Она прижмет мое лицо к намокшей грудке платья, я вдохну его терпкий заграничный запах, оживленный слезами, передо мной ни с того ни с сего проплывет сгорбленный витринный ежик в платочке, и я наконец-то неудержимо и сладко разревусь — то ли о тете Лёке, то ли о товарище Сталине, то ли об этом даже пропыленном ежике…

Если тетя Лёка всего только затявкает рыданиями, то я заработаю как целый скотный двор и рехнувшийся унитаз вместе взятые: захлипаю, захлюпаю, начну с мелким бульканьем испускать и со смачным канализационным звуком всасывать воздух, буду хрюкать, всхрапывать, крякать, захлебываясь соленой МОЕЙ. Наружу вырвутся, должно быть, недельные слезные накопления — все, что сдерживалось сухим злым отчаянием.

Остановиться и умолкнуть я не смогу часа два. Прекратит рыдания и отодвинется, спасая размокающее платье, тетя Лёка, отзвучат небрежные увещевания тети Любы и предвиденное замечание бабушки «крокодиловы слезы льет» — я лишь перемещусь на валик дивана, который три дня назад резко откидывала во время ножной драки с семьей, и щедро пропитаю его слезами, а когда тетя Лёка встанет, чтобы уходить, переберусь лицом на стол и вскоре разведу на клеенке обширную лужу, елозя в ней носом. Уйдет тетя Лёка, прихватив Игореву записку, соскучатся и уберутся тетя Люба с Жозькой — та не удостоит меня ни словом, удалится в молчаливом презрении, — мне только вольготнее станет реветь. Правда, слез сделается меньше, я начну порой приподнимать голову над столом, и при одном приподнимании увижу в кривом зеркале буфета свою физиономию, точь-в-точь похожую на утреннюю Томину, — по-китайски запухшую, красную, с углами рта, опущенными подковой вниз. Безобразное отражение не смутит меня, а разжалобит пуще, и я сызнова уткнусь в склизкую лужу клеенки.

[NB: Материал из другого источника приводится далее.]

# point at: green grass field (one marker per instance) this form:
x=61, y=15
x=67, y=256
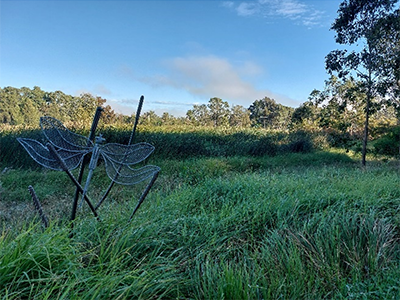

Тогда они все, оставшиеся, забеспокоятся. Сквозь свои громкие однообразные всхлипы я услышу дрогнувший голос бабушки:

— Что же это с заспанкой? Не больна ли часом? Заткни фонтан! — Она начнет с силой тормошить меня за плечи. — Да говори, овно, что случилось? Чего не хватает?

— В самом деле, Ника, это уже сверх всякой меры, — неожиданно во втором лице и даже с именем скажет мать. — Ты могла бы, мне кажется, объяснить нам причину такого, скажем напрямик, небывалого горя!

У меня вырвутся первые слова. Сначала они будут непроизвольными, дурацкими, соответствующими обрывкам, мелькающим в голове:

— Хлюппс! И ничего не вышло… школа осталась цела… И Кинна… Хлип! И ежик… ежик в платочке… И Элен Руо!.. Пыльный ежик… И товарищ Ста… ххрилп!.. лин… товарищ Ста… Идет себе да идет, и сгорбился весь… С палочкой… И он! Он больше со мной не хо… Хрюллк!.. Не собира… И тетю Лёку тоже…

— Это-это-это… спя… спя…

— Спятила, истинное слово! Слыхали, какую муру городит?! — вовсе уж напуганно вскрикнет бабушка. — Ну, довоспитывались!.. Что делать будем? «Скорую» вызывай, Надежда!..

— Погодите вы, мама! Заговорила, стало быть, на спад пошло! Но заметьте, — шепнет мать довольно громко, — есть в ней все-таки остатки совести! О Сталине плачет! Не совсем, выходит, без сердца! Успокойся, Ника! Сталин не умер, он с нами! Вот же он!

Я различу сквозь пальцы, как мать, подобно МАХе сегодня на линейке, укажет на портрет товарища Сталина. «А правда, — мелькнет у меня, — сколько бы я ни подсчитывала днем свои крошечные и недостоверные соприкосновения с товарищем Сталиным, он ведь и прежде, как сейчас, присутствовал рядом со мной только в виде портретов да изредка— голоса по радио. А раз портрет на месте и голос хранится у тех, кто успел купить пластинки, так не одно ли и то же — жив он или умер, не одно ли и то же жизнь и смерть вообще? Кто знает?..» Это соображение, однако, вызовет у меня еще серию скрежещущих всхлипов.